UNIQUE COMMUNICATIONS

  SLIDE 77

          But that’s still not all.
          You can also communicate with your submarines underwater. High data rate. Chat away as you wish. You can scramble, frequency hop, encrypt, the works. They can also communicate back to you.
          Remember. EM force fields of any appreciable frequency won’t travel through the water. Natural EM potentials grab charged particles and ions, so they won’t travel through the ocean either.  But artificial potentials don’t grab onto charged particles or ions. and they will go through the ocean quite nicely.
          Everything -- aircraft, ships, shore installations, submarines, etc. -- can communicate like gang busters if they possess scalar EM technology.
          In fact, you can even build scalar EM underwater radar if you wish.
         The airborne scalar EM radar can see under the ocean with a little adjustment, perhaps as well as a conventional side-looking radar sees distant targets today.

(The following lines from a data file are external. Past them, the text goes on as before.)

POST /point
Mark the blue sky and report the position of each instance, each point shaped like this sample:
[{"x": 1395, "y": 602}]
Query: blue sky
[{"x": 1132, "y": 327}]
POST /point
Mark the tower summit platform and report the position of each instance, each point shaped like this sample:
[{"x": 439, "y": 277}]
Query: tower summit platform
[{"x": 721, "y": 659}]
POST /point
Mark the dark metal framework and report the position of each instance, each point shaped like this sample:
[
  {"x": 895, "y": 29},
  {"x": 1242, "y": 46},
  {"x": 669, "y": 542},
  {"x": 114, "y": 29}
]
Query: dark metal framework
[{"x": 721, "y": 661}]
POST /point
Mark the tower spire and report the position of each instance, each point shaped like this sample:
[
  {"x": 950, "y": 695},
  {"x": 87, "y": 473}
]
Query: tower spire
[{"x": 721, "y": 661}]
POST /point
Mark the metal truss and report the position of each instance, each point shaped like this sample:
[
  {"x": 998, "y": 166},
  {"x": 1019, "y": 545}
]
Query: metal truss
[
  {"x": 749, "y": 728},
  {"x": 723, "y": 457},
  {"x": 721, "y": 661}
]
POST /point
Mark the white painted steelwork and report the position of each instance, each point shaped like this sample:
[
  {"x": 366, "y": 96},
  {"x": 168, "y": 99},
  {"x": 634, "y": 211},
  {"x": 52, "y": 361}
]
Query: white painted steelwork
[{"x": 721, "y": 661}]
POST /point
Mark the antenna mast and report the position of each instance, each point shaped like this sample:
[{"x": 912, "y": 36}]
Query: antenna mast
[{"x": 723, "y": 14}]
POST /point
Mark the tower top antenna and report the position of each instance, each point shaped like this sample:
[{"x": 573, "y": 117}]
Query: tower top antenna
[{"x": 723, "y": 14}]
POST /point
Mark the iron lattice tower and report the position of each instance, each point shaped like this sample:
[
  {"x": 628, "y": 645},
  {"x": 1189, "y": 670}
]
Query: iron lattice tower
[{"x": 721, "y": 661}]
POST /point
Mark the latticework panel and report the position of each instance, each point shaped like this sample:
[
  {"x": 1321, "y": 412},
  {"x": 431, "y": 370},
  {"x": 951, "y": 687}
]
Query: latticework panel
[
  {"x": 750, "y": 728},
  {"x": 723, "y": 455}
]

The airborne scalar EM radar can detect and track the underwater submarine while tooling along.
         In fact, the airborne scalar EM radar can then destroy the sub, by using a little scalar interferometry. And it’s even possible to do scalar interferometry with a single transmitter! How, is proprietary to a friend.
         In fact. you can even use your enemy’s jamming transmission as a "wire" along which to establish your scalar EM channels. You can use these scalar channels in the "weakly endothermic mode" to locate his transmitter and "lock-in" on it. You can "walk" the lock-in right past his encryption function to the "clear" input, and receive and record that in the clear. All this from a distance.
         You can then destroy his equipment if you wish, or just continue to monitor him in the clear if it’s important to do so. Perhaps now we can understand what the decades-long weak microwave radiation of the U.S. Embassy in Moscow is all about. Or why the Soviets are building a nice new Embassy, bristling with antennas, on the high ground in Washington, D.C.